Jane Eyre

Una escenografía caleidoscópica, llena de sensibilidad, con una iluminación perfecta, con gusto que pone al texto en funcionamiento de manera alusiva y sabia.

La vida tiene muchas maneras de llevarse al teatro. Los intérpretes tienen que mostrarla con sus voces, con sus gestos, con sus silencios, con sus risas y con sus llantos. Esta noche Teatre Lliure nos descifra ese misterio. Todos los intérpretes, sin excepción  poseen una técnica depurada  que muestran a los espectadores para que alimenten su imaginación.

 

La mirada de Ariadna Gil (Jane Eyre) muestra su interior desde que pisa las tablas del Teatro Calderón. Aquí se va a producir un enfrentamiento. Y a la vez, un querer entenderse. Esta es la base del teatro bueno. Su razón. Si todos los personajes que aparecen en escena se llevaran bien el público se aburriría como una ostra.

 

Teatre Lliure lleva preparando durante meses este momento mágico: el encuentro con el público. Y consigue muchos momentos especiales, sobre todo durante la primera parte. Se podría decir que los primeros platos resultaron más sabrosos que los segundos.

 

Me encanta Ariadna Gil. La manera que tiene de encarnar su personaje, de adherirse al aliento de Jane Eyre, de ocupar todos los espacios, todo lo hace bien; le sienta muy bien meterse en la piel de Jane Eyre. Su espontaneidad, su belleza es producto del trabajo, de horas y horas de ensayo. Y es este el resultado. Un resultado brillantísimo.

 

El argumento de la obra es de sobra conocido.
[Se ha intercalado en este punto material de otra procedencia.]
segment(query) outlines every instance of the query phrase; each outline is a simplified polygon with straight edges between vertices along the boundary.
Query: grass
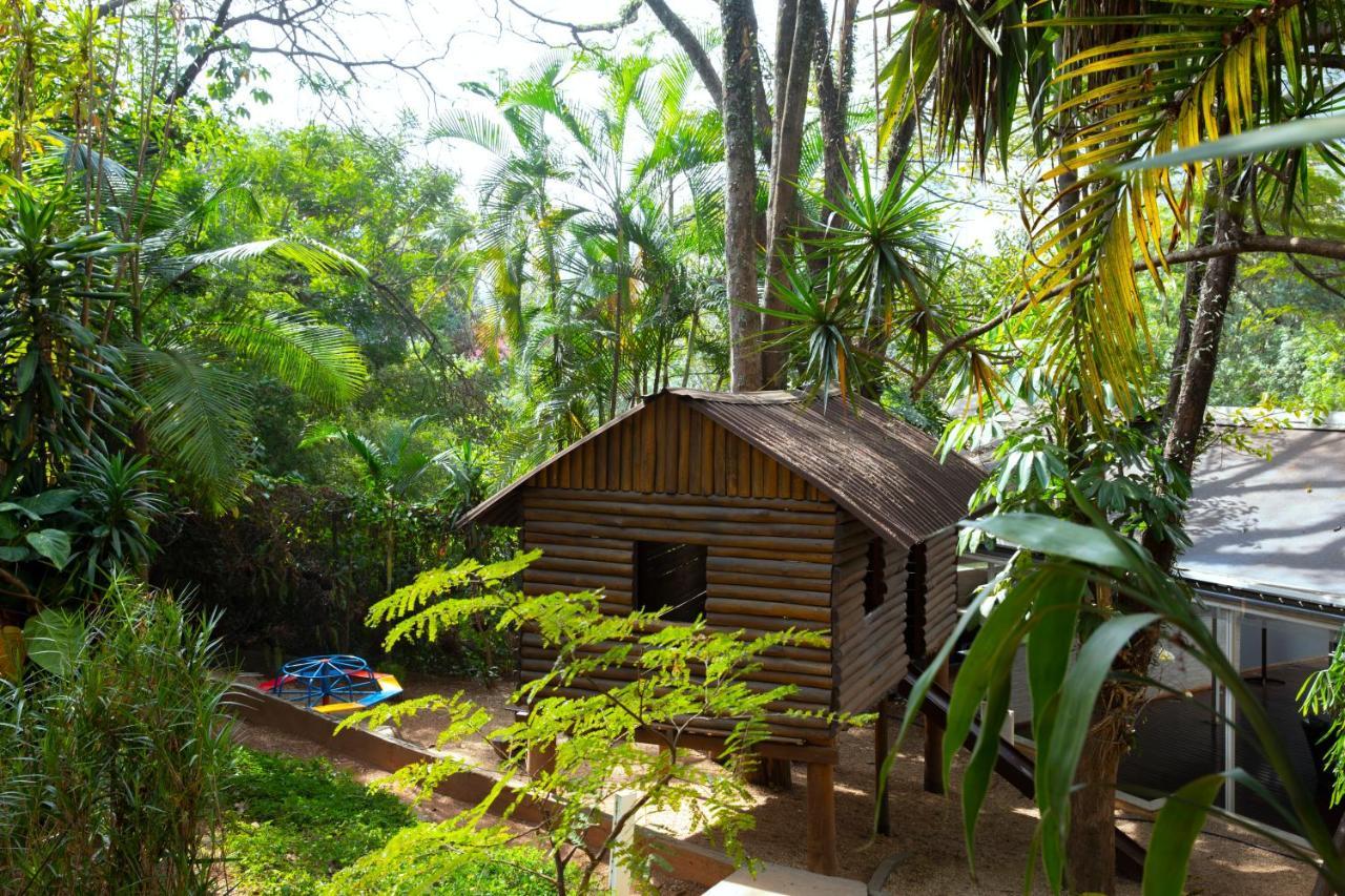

Todos sufrimos afrentas durante nuestra vida y tenemos recuerdos dolorosos que es conveniente ir olvidando para poder seguir adelante, para seguir con nuestra vida. No hay otro remedio.

 

La obra está muy bien arropada por la escenografía. Una escenografía caleidoscópica, llena de sensibilidad, con una iluminación perfecta, con gusto que pone al texto en funcionamiento de manera alusiva y sabia.

 

Para mi todos los intérpretes tienen encanto. Me gusta su acento. Ese acento, no sé cómo llamarlo,  pero que me suena muy bien en los oídos y me recuerda a la Sarda, Espert,  a la Mary Santpere de Luis Berlanga, a Mónica Randall y a tantos otros. Tienen todos autoridad escénica, convicción y con la carga emocional justa.

 

El único punto flaco que encuentro a esta obra es el tiempo. Dos horas me parecen demasiado. Se nota en el patio de butacas, pasada la hora y media el personal se impacienta, se pone nervioso y se pone a pensar en otras cosas que nada tienen que ver con lo que está pasando en el escenario.

 

El universo de Charlotte Brontë permanecerá durante mucho tiempo en la memoria de los espectadores porque ha ensanchado su mundo y se ha emocionado.